Complete these steps for each of your goals. The total amount you need to save is at the bottom. Below the total, is the total dollars you have left after your bills and the dollars you’ve put aside to achieve your goals. These are the dollars you have left.
In my next post we’ll look at how to use this tool when prioritizing your goals and using a line of credit.
Know Your Dreams Before Using a Line of Credit Part 2
I’ve Got More Dreams Than Money – Now What?
Rest assured, you are not alone! After you’ve written down and priced each of your dreams, there’s a very good chance that the total dollars you need to save each month is more than what you have to spend. This means you don’t have the dollars to accelerate paying off any debt or to boost your savings. What do you do? To see the example that I created, click on the link and view the template that I’ve created. View the tab at the bottom of the page labeled ‘Example’ and look at row 28 in column I. You’ll see I’m short by $64.05.
By the way, I’m assuming that I have an emergency fund totaling $16,100. This means if the unexpected happens, I have already saved six months of living expenses.
Four Potential Solutions
To solve your problem, you can choose from any one or all of the following alternatives.
- Earn more income;
- Reduce your expenses;
- Adjust your dream and lower its cost and;
- Postpone the date for some of your dreams.
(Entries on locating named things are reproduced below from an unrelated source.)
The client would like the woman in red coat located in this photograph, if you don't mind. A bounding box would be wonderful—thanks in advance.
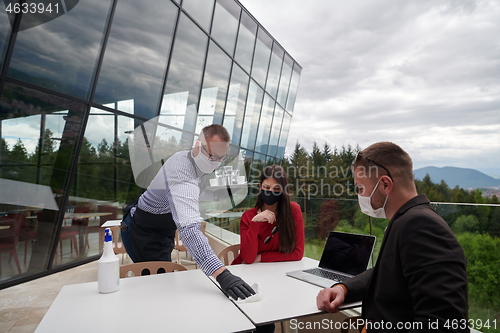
[232,165,304,265]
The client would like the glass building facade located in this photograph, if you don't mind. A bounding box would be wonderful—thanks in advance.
[0,0,301,289]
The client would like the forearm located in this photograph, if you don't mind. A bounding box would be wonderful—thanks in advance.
[179,223,224,276]
[240,221,259,264]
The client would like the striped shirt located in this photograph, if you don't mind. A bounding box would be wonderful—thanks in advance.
[137,150,224,276]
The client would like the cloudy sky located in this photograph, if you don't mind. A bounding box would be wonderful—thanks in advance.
[240,0,500,174]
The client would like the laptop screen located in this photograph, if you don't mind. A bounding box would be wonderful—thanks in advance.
[319,231,375,275]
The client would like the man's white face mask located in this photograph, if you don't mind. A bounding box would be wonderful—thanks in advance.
[194,141,227,174]
[193,147,222,174]
[358,179,389,219]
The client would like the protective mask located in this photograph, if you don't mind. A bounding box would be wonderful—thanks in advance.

Creating Your Positive Cash to Use in Your Line of Credit
Your first priority is to create positive cash flow. Begin by reviewing your income and expenses. It’s ideal if you can increase your income and reduce your expenses. Next, review each of your goals and ask yourself, “If I don’t achieve this goal how will I feel?” If each goal is important, take a second look at your current living expenses.
- Save your receipts. At the end of each week, ask yourself if the item you purchased more important than any of one your goals.
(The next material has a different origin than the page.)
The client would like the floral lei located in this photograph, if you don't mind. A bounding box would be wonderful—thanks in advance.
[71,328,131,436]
- Your answer will enable you to either reduce your expense or adjust your goal.
In the worksheet labeled ‘Example 2’, the following changes were made. These changes created $350.53 in positive cash flow.
- By either reducing my expenses or increasing my income, my positive cash flow in the green box increased by $200.
- I postponed my vacation one year and reduced the cost by $1,000. This reduces how much I need to save each month from $214.48 to $116.28.
I now have $350.53 to use to either accelerate getting out of debt or to boost my savings. For either alternative, I’ll use my line of credit to keep my dollars working for me 24/7.
Working Lazy Dollars Using a Line of Credit
What difference will $350.53 make? My 30 year 4.15 percent mortgage of approximately $240,200 will be paid off 14 years early and in fifteen years I’ll have saving totaling $291,560. Take a look at the CashMap. (Note: For those of you looking at this solution after March 2014, with each succeeding month, CashMap recalculates the savings using the current date loan schedule.)
If you’re more comfortable investing the $350.53, no problem! The important point is you’ve created positive cash flow and you’re keeping every hard earned dollar working for you.